N.b. En las dos últimas entregas he tenido la satisfacción de “subirles la nota” a nuestros antepasados Don Valentín y Don Domingo gracias a la documentación aportada por Enrique. Esta nota se refiere a la familia paterna de la abuela Severiana y se basa en documentos que llevan a una impresión mucho más vagorosa e intrigante; creo que no cabe llegar a valoraciones concluyentes. Resumo algunos puntos que han despertado mi curiosidad:

a)    hay una “declaración testamentaria” de doña Margarita Janer Varea fechada en 1859, madre de don José González Janer y, por tanto, tatarabuela mía. En ella, después de agradecer a Dios por su buena salud y “juicio y entendimiento natural” y expresar muy pormenorizadamente sus acendradas creencias católicas dice que carece de bienes para poder hacer testamento, pero que lo poco que tiene y lo que pudiera corresponderle en el futuro lo deja, a partes iguales, a sus cuatro hijos, el tercero de los cuales era mi bisabuelo José. Parece pues que el marido, don Francisco de Paula González de la Mata (hijo de don Esteban González y doña Paula de la Mata, apellido este último que permite enlazar con la nota de José Ramón que incluí en una carta anterior) no dejó a esta señora en buenas condiciones económicas.
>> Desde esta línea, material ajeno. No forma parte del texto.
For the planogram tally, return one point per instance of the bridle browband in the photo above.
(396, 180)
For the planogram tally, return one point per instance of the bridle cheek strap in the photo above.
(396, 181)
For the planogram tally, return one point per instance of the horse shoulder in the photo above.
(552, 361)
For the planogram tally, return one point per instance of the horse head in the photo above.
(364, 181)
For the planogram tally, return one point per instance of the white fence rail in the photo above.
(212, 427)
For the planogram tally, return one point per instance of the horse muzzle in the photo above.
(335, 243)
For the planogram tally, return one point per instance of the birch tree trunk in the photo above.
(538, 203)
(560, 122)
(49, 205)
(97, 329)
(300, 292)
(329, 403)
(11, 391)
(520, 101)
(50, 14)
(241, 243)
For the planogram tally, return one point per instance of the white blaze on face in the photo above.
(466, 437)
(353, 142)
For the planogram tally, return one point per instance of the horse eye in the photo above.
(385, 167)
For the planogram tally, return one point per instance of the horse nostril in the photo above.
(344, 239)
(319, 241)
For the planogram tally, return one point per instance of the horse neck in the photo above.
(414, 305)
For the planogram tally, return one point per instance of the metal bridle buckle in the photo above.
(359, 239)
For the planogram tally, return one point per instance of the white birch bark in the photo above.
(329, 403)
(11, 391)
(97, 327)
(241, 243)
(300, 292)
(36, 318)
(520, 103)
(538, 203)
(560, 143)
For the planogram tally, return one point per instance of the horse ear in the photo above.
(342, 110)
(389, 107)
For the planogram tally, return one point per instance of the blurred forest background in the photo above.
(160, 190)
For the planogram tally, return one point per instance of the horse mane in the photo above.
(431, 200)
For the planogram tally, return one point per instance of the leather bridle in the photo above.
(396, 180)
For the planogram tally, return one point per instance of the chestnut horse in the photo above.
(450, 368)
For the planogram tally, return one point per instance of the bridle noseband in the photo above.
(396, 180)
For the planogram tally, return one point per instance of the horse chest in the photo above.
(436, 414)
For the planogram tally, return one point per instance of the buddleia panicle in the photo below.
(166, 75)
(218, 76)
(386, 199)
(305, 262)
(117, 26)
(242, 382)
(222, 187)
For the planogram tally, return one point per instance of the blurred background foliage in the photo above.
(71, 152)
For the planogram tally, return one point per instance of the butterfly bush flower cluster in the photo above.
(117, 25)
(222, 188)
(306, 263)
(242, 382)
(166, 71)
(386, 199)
b)    Certificado de matrimonio de don José González, de 19 años, “estudiante legista” y doña Micaela Severiana Ferreira, de 19 años, celebrado el 10 de enero de 1858. Puesto que mi abuela nació en 1867 es de suponer que tuvo hermanos mayores que ella y, al no saberse nada de ellos, puede que murieran en alguna de las epidemias de aquellos años.
c)     Los documentos más singulares y extraños de este grupo estan datados en Rosario de Santa Fe (República Argentina). Hay un certificado de una parte del testamento de don José que comienza así: “No tengo herederos forzosos” (¿¡). A continuación, manifiesta el deseo de que 'El internado', institución que dice fundo él, continúe, tras su muerte su labor a favor de la enseñanza; siguen disposiciones y recomendaciones sobre las personas que deben realizar los trabajos de la citada fundación. Y termina: “No pudiendo continuar este escrito pido a la jurisdicción civil que lo tenga como última voluntad y testamento firme". La fecha es 7 de abril de 1886.
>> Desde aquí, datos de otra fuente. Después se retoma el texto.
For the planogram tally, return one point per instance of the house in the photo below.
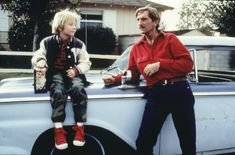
(116, 14)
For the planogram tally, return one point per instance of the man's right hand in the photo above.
(42, 64)
(108, 80)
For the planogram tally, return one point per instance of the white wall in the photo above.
(4, 21)
(110, 19)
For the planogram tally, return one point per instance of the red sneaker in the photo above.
(60, 139)
(79, 136)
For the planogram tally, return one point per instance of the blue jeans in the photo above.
(61, 87)
(162, 100)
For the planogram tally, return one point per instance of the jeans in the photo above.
(61, 87)
(177, 99)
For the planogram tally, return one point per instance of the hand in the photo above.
(71, 73)
(151, 69)
(108, 79)
(41, 64)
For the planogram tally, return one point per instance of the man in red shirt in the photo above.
(164, 62)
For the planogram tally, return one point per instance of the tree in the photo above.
(193, 16)
(222, 14)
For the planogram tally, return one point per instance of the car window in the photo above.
(119, 65)
(216, 64)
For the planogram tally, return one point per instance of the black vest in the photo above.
(53, 48)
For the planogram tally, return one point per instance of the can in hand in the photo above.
(40, 80)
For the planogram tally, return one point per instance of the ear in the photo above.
(156, 22)
(60, 29)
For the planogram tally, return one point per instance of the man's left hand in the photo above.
(151, 69)
(70, 73)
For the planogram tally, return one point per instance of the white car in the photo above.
(114, 113)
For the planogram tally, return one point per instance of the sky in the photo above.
(170, 17)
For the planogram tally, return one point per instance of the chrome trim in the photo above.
(110, 96)
(214, 93)
(90, 97)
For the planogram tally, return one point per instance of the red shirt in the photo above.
(175, 60)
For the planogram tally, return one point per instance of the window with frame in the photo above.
(91, 18)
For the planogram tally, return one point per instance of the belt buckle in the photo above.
(165, 82)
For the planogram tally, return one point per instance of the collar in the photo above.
(65, 43)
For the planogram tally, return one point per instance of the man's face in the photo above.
(70, 27)
(145, 23)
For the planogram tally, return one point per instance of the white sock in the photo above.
(58, 124)
(80, 124)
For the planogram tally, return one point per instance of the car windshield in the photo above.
(216, 64)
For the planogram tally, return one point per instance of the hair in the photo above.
(60, 18)
(152, 12)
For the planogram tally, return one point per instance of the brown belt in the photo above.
(171, 81)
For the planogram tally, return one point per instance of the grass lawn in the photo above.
(11, 75)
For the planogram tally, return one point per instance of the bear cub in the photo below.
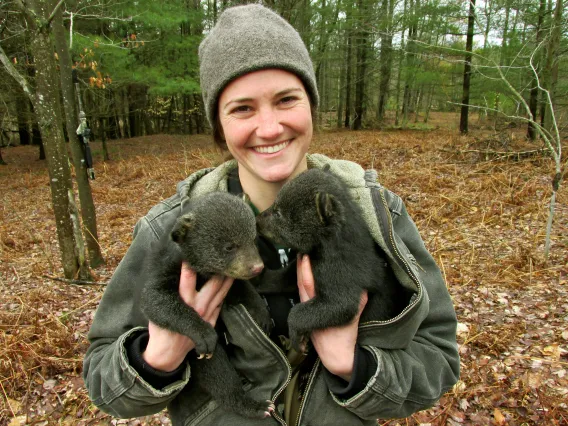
(215, 235)
(315, 215)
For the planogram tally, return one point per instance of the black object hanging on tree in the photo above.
(85, 135)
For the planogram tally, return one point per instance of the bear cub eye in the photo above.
(230, 247)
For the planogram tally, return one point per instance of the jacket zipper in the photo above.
(392, 244)
(385, 217)
(310, 381)
(281, 354)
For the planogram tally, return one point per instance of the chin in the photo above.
(279, 174)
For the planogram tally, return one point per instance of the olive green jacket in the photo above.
(416, 352)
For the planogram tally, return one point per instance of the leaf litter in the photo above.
(483, 219)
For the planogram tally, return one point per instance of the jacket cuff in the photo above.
(135, 346)
(364, 368)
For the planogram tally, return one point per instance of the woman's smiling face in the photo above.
(266, 121)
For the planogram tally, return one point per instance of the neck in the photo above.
(263, 193)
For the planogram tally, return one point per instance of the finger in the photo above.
(363, 302)
(210, 289)
(214, 316)
(308, 277)
(187, 283)
(222, 293)
(305, 279)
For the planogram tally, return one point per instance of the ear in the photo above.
(182, 227)
(329, 208)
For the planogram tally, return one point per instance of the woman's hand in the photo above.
(166, 349)
(335, 345)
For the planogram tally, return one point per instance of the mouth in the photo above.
(272, 149)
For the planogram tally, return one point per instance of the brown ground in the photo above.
(483, 219)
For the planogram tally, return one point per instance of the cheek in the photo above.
(236, 133)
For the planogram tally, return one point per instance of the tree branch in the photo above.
(15, 74)
(57, 6)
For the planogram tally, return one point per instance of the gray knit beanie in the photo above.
(251, 38)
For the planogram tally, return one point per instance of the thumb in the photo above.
(306, 284)
(187, 284)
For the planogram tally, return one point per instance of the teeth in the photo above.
(271, 149)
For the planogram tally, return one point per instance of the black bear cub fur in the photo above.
(315, 215)
(215, 235)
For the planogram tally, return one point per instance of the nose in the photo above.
(269, 126)
(256, 269)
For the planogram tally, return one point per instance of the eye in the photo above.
(241, 109)
(230, 247)
(288, 99)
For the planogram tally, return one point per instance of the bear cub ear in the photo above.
(329, 208)
(182, 227)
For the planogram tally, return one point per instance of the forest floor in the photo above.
(482, 216)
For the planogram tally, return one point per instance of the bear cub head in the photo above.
(217, 236)
(308, 210)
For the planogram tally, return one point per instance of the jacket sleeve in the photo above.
(113, 384)
(413, 377)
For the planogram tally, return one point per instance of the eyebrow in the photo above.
(245, 99)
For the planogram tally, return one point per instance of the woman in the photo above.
(260, 95)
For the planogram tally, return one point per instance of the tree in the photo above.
(38, 15)
(464, 116)
(88, 214)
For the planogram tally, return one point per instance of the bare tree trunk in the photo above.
(385, 59)
(23, 120)
(361, 66)
(47, 109)
(349, 19)
(88, 213)
(550, 71)
(533, 99)
(341, 98)
(467, 69)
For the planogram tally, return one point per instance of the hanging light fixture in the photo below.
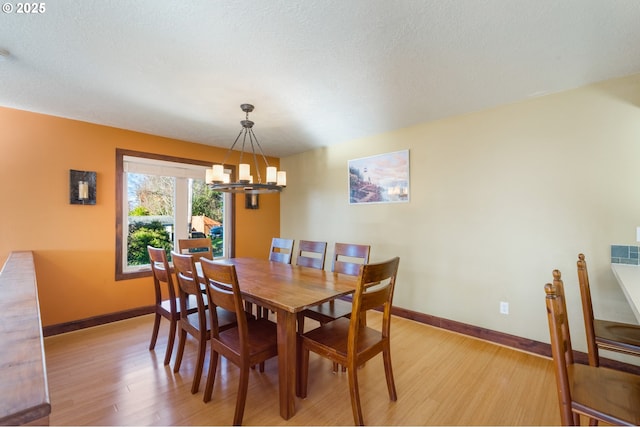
(274, 181)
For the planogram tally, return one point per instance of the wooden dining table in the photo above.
(287, 290)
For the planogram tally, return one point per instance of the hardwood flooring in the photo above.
(106, 375)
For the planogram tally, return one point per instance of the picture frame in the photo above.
(383, 178)
(82, 187)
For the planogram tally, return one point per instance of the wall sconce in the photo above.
(251, 201)
(82, 187)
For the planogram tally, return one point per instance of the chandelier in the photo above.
(218, 180)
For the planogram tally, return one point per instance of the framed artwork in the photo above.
(82, 187)
(380, 179)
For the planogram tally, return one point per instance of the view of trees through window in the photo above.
(152, 202)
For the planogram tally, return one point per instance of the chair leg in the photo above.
(303, 371)
(211, 375)
(170, 341)
(202, 347)
(242, 395)
(388, 373)
(183, 340)
(154, 334)
(300, 323)
(358, 419)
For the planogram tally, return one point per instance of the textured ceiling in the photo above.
(319, 72)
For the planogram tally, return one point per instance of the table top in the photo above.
(287, 287)
(628, 277)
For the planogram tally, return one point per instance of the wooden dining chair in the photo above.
(347, 259)
(350, 343)
(199, 247)
(195, 324)
(604, 334)
(281, 250)
(311, 254)
(167, 304)
(602, 394)
(252, 341)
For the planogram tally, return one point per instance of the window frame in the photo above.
(120, 273)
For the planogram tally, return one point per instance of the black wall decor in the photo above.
(82, 187)
(251, 201)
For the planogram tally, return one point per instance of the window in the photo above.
(161, 199)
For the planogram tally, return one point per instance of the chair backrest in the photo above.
(311, 254)
(188, 285)
(560, 346)
(281, 250)
(587, 311)
(223, 291)
(348, 257)
(199, 248)
(376, 284)
(162, 275)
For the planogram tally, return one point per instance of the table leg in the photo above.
(287, 362)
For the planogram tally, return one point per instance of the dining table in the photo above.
(287, 290)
Este documento está acompañado del certificado de inhumación que tuvo lugar el 26 de noviembre de 1886 en el que se dice que es de nacionalidad española, estado casado y profesión profesor y que tenía 48 años. Se dejan sin cubrir los nombres de sus padres. Siguen sellos y firmas diversas que acreditan la veracidad de los datos.
Estos últimos papeles, que creo no invalidan lo dicho antes sobre mi bisabuelo José, parecen confirmar que su vida fue muy azarosa y quizá digna de una novela.